Collecting Activations

class ActivationCollector:
    """Collect hidden state activations from a transformer model."""

    def __init__(self, model, tokenizer, layer_idx):
        self.model = model
        self.tokenizer = tokenizer
        self.layer_idx = layer_idx
        self.activations = []

    def collect(self, texts, max_tokens=512):
        """Collect activations from a list of texts."""
        hook_handle = None

        def hook_fn(module, input, output):
            # output is the hidden state at this layer
            if isinstance(output, tuple):
                hidden = output[0]
            else:
                hidden = output
            # Store all token positions
            self.activations.append(hidden.detach().cpu())

        # Register hook on the target layer
        layer = self.model.model.layers[self.layer_idx]
        hook_handle = layer.register_forward_hook(hook_fn)

        for text in texts:
            input_ids = self.tokenizer.encode(
                text, return_tensors="pt", max_length=max_tokens, truncation=True
            ).to("cuda")
            with torch.no_grad():
                self.model(input_ids)

        hook_handle.remove()

        # Flatten: list of [1, seq_len, d_model] -> list of [d_model]
        all_activations = []
        for act in self.activations:
            for pos in range(act.shape[1]):
                all_activations.append(act[0, pos])

        return all_activations

Feature Interpretation

Identifying What Features Represent

After training the SAE, each feature is a direction in hidden space.
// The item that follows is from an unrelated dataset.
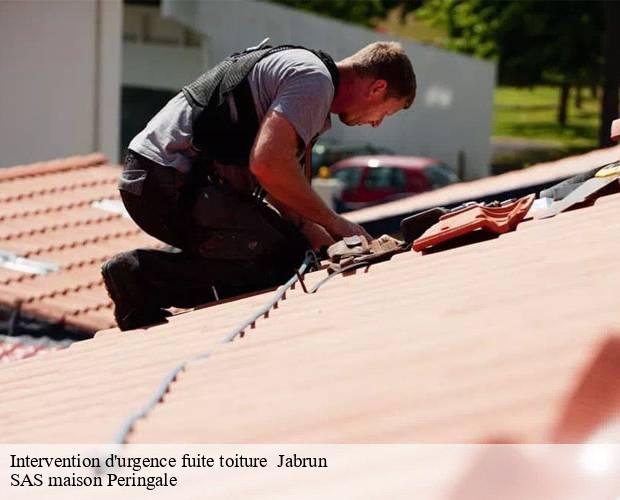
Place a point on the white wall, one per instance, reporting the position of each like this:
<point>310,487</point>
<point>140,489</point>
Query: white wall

To interpret what a feature represents, find the inputs that maximally activate it:

class FeatureInterpreter:
    """Interpret SAE features by finding maximally activating inputs."""

    def __init__(self, sae, model, tokenizer, layer_idx):
        self.sae = sae
        self.model = model
        self.tokenizer = tokenizer
        self.layer_idx = layer_idx

    def find_top_activations(self, feature_idx, texts, top_k=20):
        """Find the inputs that maximally activate a specific feature."""
        activations = []

        for text_idx, text in enumerate(texts):
            input_ids = self.tokenizer.encode(
                text, return_tensors="pt", max_length=512, truncation=True
            ).to("cuda")

            # Get hidden states at the target layer
            with torch.no_grad():
                outputs = self.model(input_ids, output_hidden_states=True)
                hidden = outputs.hidden_states[self.layer_idx]  # [1, seq_len, d]
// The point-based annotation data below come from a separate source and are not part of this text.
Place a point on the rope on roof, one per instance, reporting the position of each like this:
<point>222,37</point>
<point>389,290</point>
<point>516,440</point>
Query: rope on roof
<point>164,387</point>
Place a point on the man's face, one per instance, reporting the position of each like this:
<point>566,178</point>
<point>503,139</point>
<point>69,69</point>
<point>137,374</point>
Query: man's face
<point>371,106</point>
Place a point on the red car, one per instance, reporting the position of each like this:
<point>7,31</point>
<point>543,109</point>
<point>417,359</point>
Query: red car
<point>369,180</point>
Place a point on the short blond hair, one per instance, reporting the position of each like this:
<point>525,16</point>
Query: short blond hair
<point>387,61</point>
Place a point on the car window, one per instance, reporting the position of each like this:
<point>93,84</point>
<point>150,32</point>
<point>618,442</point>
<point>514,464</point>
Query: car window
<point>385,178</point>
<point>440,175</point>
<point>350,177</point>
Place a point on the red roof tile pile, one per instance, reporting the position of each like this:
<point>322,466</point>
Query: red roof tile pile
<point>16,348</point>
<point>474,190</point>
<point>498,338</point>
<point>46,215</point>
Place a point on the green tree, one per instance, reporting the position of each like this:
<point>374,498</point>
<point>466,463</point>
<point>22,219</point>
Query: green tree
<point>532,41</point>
            # Get SAE feature activations
            z = self.sae.get_feature_activations(hidden[0])  # [seq_len, M]

            # Find the activation of the target feature at each position
            feature_acts = z[:, feature_idx]  # [seq_len]

            for pos in range(len(feature_acts)):
                if feature_acts[pos] > 0:
                    # Get the token and its context
                    tokens = input_ids[0]
                    start = max(0, pos - 5)
                    end = min(len(tokens), pos + 6)
                    context = self.tokenizer.decode(tokens[start:end])
                    target_token = self.tokenizer.decode(tokens[pos:pos+1])

                    activations.append({
                        "text_idx": text_idx,
                        "position": pos,
                        "activation": feature_acts[pos].item(),
                        "token": target_token,
                        "context": context,
                    })

        # Sort by activation strength
        activations.sort(key=lambda x: x["activation"], reverse=True)
        return activations[:top_k]

    def auto_label_feature(self, feature_idx, texts, top_k=50):
        """Automatically generate a description of what a feature represents."""
        top_acts = self.find_top_activations(feature_idx, texts, top_k)

        if not top_acts:
            return "Dead feature (never activates)"

        # Collect the tokens and contexts
        tokens = [a["token"].strip() for a in top_acts]
        contexts = [a["context"] for a in top_acts]

        # Simple heuristic labeling
        from collections import Counter
        token_counts = Counter(tokens)
        most_common = token_counts.most_common(5)

        # Check for patterns
        label_parts = []

        # Check if it is a language feature
        # Check if it is a topic feature (common words)
        # Check if it is a syntax feature (punctuation, structure)

        if all(t.isdigit() or t == '.' for t, _ in most_common):
            label_parts.append("number/digit")
        elif any(t in [',', '.', '!', '?', ';'] for t, _ in most_common):
            label_parts.append("punctuation")
        else:
            label_parts.append(f"tokens: {', '.join(t for t, _ in most_common[:3])}")

        return {
            "feature_idx": feature_idx,
            "auto_label": " | ".join(label_parts),
            "top_tokens": most_common[:10],
            "sample_contexts": contexts[:5],
            "avg_activation": np.mean([a["activation"] for a in top_acts]),
        }

📊

Example SAE Features Found in Llama 7B (Layer 15)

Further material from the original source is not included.